A large group of researchers headed up by Dr. Hershel Toomim and his wife Marjorie have repeatedly found that NIR HEG training can consciously enhance regional cerebral oxygenation to specific areas of the brain and result in increased performance on cognitive tasks. It is widely known that regular cardiovascular exercise results in increased cerebral blood flow due to increased vascularization of the capillaries feeding neuronal tissue. Toomim, Mize, Kwong et al. found that after only ten 30-minute sessions of HEG brain exercise training, participants with various neurological disorders showed increases in attention and decreases in impulsivity to within normal levels. A subset of participants also experienced increases in cerebral vascularization similar to those witnessed upon increasing physical activity. More importantly, degree of improvement was found to be reliably related to the initial TOVA score of each participant, with the lowest initial TOVA scores exhibiting the greatest improvement.[11]

Others

In addition, HEG has shown promise at alleviating depression, stress and chronic anxiety.[12] There is also work done by Luis Gaviria at Las Americas Hospital, where neurosurgery patients were given 20 minutes HEG sessions, as part of their rehabilitation process. These patients showed improvement in reconnecting with their loved ones, compared to their control counterparts.

Notes and References

  1. Tinius, T. (2004). New Developments in Blood Flow Hemoencephalography. Hawthorne Press.
  2. Toomim, H. (2000). A report of preliminary data: QEEG, SPECT, and HEG; Targeted treatment positions for neurofeedback. Applied Psychophysiology and Biofeedback, 25(4), 253–254.
  3. Carmen, J. (2004). Passive infrared hemoencephalography: four years and 100 migraines. Journal of Neurotherapy, 8 (3), 23–51.
  4. Siever, D. (2008). History of biofeedback and neurofeedback: the Hershel Toomim story. Biofeedback, 36 (2), 74–81.
  5. Demos, J. (2005).

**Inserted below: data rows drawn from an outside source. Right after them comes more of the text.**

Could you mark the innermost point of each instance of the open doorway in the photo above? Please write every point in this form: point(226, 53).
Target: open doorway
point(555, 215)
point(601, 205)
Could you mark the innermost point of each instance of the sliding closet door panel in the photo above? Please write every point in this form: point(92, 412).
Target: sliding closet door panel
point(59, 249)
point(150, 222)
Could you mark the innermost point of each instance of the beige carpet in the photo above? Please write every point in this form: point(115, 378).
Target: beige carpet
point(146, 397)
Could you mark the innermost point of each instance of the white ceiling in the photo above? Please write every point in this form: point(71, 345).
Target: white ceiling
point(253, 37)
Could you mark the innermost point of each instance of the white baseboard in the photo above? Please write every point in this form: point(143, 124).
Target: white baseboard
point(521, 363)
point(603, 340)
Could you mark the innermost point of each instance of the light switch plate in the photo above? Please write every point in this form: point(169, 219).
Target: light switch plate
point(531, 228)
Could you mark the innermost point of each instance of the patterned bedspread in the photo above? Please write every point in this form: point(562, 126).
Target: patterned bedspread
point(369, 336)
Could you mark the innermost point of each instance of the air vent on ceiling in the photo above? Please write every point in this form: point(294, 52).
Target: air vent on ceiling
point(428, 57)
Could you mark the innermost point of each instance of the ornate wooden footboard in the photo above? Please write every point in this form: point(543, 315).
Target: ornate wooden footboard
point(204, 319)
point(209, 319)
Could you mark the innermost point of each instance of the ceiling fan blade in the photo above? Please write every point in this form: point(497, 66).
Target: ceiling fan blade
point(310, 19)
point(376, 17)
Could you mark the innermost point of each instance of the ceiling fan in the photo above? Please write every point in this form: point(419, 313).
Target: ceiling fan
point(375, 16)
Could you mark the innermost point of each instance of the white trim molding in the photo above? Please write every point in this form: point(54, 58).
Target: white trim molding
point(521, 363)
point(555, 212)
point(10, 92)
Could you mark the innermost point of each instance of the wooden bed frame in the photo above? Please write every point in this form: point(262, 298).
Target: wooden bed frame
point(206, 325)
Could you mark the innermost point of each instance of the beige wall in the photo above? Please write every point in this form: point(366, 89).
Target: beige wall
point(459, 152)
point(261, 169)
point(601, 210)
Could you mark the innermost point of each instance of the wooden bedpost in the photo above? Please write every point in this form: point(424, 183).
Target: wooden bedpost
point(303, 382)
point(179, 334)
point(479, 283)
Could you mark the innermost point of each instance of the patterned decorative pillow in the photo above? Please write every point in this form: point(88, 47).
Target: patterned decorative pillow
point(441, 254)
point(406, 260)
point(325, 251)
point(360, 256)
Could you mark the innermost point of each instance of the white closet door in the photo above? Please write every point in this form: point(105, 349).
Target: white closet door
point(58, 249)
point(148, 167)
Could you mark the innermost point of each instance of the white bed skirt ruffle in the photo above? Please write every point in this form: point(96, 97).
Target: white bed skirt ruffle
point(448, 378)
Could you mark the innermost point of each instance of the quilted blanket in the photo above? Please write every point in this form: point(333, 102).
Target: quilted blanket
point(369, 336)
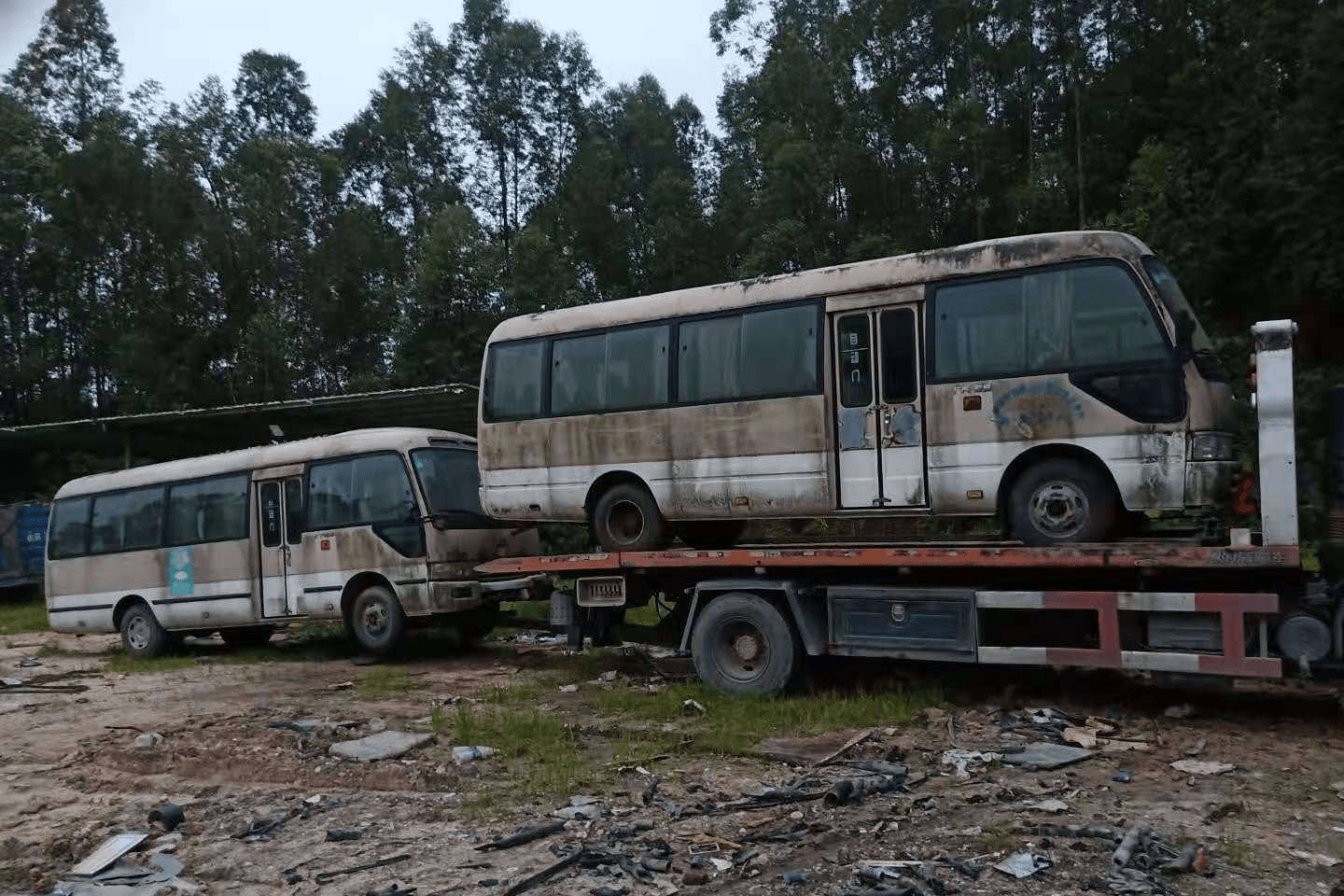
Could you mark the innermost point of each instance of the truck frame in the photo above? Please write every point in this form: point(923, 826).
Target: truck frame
point(749, 615)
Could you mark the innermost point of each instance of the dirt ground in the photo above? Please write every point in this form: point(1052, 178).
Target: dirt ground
point(70, 776)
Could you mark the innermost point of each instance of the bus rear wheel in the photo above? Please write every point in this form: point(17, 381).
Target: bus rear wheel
point(1062, 501)
point(376, 621)
point(628, 519)
point(744, 647)
point(141, 636)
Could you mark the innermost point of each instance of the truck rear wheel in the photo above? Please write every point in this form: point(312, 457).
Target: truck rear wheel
point(744, 647)
point(376, 621)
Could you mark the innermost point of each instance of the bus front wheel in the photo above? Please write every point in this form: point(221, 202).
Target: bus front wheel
point(376, 621)
point(141, 636)
point(1062, 501)
point(628, 519)
point(744, 647)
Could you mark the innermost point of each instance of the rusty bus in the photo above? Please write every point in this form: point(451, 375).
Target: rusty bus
point(374, 528)
point(1058, 379)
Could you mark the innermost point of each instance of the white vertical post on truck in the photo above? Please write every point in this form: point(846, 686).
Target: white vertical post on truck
point(1273, 398)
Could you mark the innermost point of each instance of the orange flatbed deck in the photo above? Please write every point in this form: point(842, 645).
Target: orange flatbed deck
point(1121, 555)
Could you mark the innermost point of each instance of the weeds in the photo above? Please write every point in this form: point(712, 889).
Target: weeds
point(21, 618)
point(734, 724)
point(543, 754)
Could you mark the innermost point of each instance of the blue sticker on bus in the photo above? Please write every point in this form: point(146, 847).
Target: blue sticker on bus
point(180, 581)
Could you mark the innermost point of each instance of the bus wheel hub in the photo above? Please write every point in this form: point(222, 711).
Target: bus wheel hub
point(748, 647)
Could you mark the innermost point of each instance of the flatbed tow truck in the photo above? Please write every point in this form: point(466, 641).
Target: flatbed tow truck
point(1242, 609)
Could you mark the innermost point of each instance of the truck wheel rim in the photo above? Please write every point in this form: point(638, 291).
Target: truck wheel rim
point(742, 651)
point(137, 633)
point(1059, 510)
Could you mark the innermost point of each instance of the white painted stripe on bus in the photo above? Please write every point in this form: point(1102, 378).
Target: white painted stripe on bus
point(1160, 661)
point(1011, 599)
point(561, 492)
point(1156, 602)
point(1014, 656)
point(201, 590)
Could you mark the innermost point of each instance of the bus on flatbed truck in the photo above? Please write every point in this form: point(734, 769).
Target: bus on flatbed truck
point(749, 615)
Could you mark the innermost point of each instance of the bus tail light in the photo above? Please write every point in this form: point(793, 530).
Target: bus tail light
point(1210, 446)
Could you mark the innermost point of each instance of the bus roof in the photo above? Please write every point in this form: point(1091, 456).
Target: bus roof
point(918, 268)
point(261, 457)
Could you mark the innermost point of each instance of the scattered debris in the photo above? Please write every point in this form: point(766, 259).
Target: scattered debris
point(1053, 806)
point(112, 849)
point(472, 754)
point(167, 816)
point(125, 879)
point(1202, 767)
point(581, 809)
point(382, 862)
point(1085, 737)
point(811, 751)
point(385, 745)
point(525, 834)
point(1222, 812)
point(1320, 860)
point(961, 759)
point(259, 829)
point(343, 834)
point(1025, 864)
point(1047, 757)
point(148, 740)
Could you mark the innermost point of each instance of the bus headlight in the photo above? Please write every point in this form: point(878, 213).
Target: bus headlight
point(1211, 446)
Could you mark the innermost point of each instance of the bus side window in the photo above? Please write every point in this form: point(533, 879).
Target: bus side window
point(271, 514)
point(900, 379)
point(855, 361)
point(293, 510)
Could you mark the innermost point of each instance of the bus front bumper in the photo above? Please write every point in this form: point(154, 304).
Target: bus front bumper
point(455, 596)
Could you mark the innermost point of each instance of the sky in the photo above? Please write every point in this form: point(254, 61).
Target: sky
point(344, 43)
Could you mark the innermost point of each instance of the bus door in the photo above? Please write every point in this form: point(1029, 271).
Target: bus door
point(879, 413)
point(280, 514)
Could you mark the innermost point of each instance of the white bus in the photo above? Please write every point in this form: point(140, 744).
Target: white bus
point(375, 528)
point(1058, 381)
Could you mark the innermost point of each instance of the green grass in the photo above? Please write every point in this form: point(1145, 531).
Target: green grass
point(21, 618)
point(734, 724)
point(385, 682)
point(542, 752)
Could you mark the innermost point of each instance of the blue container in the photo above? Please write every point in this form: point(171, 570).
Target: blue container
point(33, 536)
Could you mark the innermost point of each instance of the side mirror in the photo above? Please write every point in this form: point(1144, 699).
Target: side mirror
point(1184, 336)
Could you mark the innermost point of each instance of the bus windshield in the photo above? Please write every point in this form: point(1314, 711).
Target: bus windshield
point(1173, 299)
point(451, 483)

Getting started with neurofeedback. W.W. Norton: New York.
  6. Sherrill, R. (2004). Effects of hemoencephalographic (HEG) training at three prefrontal locations upon EEG ratios at Cz. Journal of Neurotherapy, 8(3), 63–76.
  7. Coben, R. & Padolsky, Ilean. (2007). Infrared imaging and neurofeedback: initial reliability and validity. Journal of Neurotherapy, 11 (3), 3–12.
  8. Stokes, D.A. & Lappin, M.S.. (2010). Neurofeedback and biofeedback with 37 migraineurs: a clinical outcome study. Behavioral and Brain Functions, 6(9), 1–10.
  9. Coben, R., Linden, M. & Myers, T.E. (2010). Neurofeedback for autism spectrum disorder: a review of the literature. Applied Psychophysiology Biofeedback, 35, 83–105.
  10. Mize, W. (2004). Hemoencephalography-a new therapy for attention deficit hyperactivity disorder (ADHD): case report. Journal of Neurotherapy, 8 (3), 77–97.
  11. Toomim, H., Mize, W., Kwong, P.C., Toomim, M., Marsh, R., Kozlowski, G.P., Kimball, M. & Rémond, A.. (2004). Intentional increase of cerebral blood oxygenation using hemoencephalography (HEG): an efficient brain exercise therapy. Journal of Neurotherapy, 8(3), 5–21.
  12. Amen, D. & Routh, L. (2003). Healing anxiety and depression. Putnam: New York.